Here are two sample questions submitted by accountants to the ICPA/Vantage helpline
Question: I have just prepared my clients 2017 year-end accounts and have found that, during that year, his turnover crossed the VAT registration threshold. He should have been registered from 1 October 2017. I also found that in May 2018 his turnover dropped below the deregistration threshold. What should I do?
Answer: You have a situation HMRC refer to as ‘Liable, No Longer Liable’ (LNLL) – this effectively means that your client was required to be registered for VAT at some time in the past but at some subsequent time in the past he was no longer required to remain registered for VAT.
You will need to write to HMRC’s VAT Registration and Deregistration Unit (VRDU) in the first instance to advise them of the date from which your client should have been registered for VAT and the month in which your client’s turnover fell below the VAT deregistration threshold. It would be beneficial to send you monthly rolling turnover analysis to demonstrate these dates to HMRC. The address for the VRDU can be found at section 17 of VAT Notice 700/1.
HMRC will take one of two possible courses of action, depending upon whether your client intends to charge to their customers the VAT that they should have charged if they had been registered at the correct time.
If your client intends to charge this VAT on to his customers, then HMRC will register your client for the period of time between 1/10/2017 and May 2018 so that he is allocated a VAT registration number to use on the VAT-only invoices he will need to raise to recharge the VAT. Your client will be issued a VAT return covering the whole LNLL period of time and will need to complete it as if he had been registered for VAT at the correct time; declaring the VAT due on sales but also claiming VAT on purchases and expenses made during the LNLL period.
If he does not intend to recharge the VAT (he may be a retailers or business that provides goods and services directly to the public) then HMRC will not register him for VAT and will simply deal with it by correspondence, expecting you to advise them of the amount of VAT due on your clients sales and of the value of VAT claimable on purchases & expenses during the LNLL period.

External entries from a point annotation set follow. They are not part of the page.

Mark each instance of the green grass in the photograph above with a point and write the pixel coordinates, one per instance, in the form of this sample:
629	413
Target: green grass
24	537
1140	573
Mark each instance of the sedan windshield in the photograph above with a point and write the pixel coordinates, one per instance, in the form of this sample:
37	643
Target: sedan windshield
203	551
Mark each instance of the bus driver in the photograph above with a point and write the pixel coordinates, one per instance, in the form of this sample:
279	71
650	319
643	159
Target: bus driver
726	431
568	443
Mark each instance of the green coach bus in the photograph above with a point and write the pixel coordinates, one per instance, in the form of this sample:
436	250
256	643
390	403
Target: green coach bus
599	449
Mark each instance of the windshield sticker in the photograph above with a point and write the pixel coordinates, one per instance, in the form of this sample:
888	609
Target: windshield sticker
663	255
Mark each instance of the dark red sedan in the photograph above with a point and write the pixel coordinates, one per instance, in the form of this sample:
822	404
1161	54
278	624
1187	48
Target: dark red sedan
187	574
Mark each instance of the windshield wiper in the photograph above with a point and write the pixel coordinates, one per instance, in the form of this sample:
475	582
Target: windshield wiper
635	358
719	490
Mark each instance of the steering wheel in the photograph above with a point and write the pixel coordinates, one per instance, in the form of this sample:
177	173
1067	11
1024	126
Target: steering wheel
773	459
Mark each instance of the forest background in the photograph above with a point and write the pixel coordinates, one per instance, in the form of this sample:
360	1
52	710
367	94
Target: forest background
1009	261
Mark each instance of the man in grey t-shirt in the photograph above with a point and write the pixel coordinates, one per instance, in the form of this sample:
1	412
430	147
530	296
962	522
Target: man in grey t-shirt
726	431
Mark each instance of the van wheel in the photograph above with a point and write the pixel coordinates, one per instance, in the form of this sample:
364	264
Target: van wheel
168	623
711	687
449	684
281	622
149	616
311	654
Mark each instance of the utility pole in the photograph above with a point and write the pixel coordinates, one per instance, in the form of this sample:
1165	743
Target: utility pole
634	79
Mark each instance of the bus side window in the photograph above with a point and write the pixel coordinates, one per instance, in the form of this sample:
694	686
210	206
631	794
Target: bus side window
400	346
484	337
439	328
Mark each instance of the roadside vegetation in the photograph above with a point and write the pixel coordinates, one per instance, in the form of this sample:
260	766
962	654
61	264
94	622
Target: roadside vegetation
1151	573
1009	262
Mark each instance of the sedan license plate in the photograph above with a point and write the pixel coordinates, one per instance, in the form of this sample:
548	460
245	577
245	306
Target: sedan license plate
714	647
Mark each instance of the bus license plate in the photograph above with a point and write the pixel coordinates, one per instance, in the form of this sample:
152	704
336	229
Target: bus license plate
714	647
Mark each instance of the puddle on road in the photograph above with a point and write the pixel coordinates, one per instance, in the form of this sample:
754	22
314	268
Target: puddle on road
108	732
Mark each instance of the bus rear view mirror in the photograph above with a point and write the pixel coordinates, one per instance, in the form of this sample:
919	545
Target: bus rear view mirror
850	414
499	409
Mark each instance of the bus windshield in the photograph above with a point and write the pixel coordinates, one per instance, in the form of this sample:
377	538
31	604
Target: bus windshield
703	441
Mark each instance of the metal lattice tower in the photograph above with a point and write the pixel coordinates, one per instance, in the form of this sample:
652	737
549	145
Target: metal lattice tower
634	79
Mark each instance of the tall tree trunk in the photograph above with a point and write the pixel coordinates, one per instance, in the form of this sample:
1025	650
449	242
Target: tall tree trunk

No interest will be chargeable to your client but he may be subject to a Failure to Notify Penalty for late VAT registration.
Question: I have a client who died in July 2017 and I’m doing their Self Assessment Income Tax Return to the date of death. The client had a bank account where the interest accrued but was not paid until October 2017. Does the whole amount of interest fall within the Period of Administration because it was paid after the date my client died, or do I have to apportion it to and from date of death?
Answer: Interest is taxed in the year that it arises under Income Tax (Trading and Other Income) Act 2005/s370. For these purposes, interest ‘arises’ when it is received or made available to the recipient, it has been made available if it is credited to an account on which the account holder is free to draw. Therefore, in your case all of the interest will fall into the Period of Administration and nothing should be declared on the return that you are currently preparing.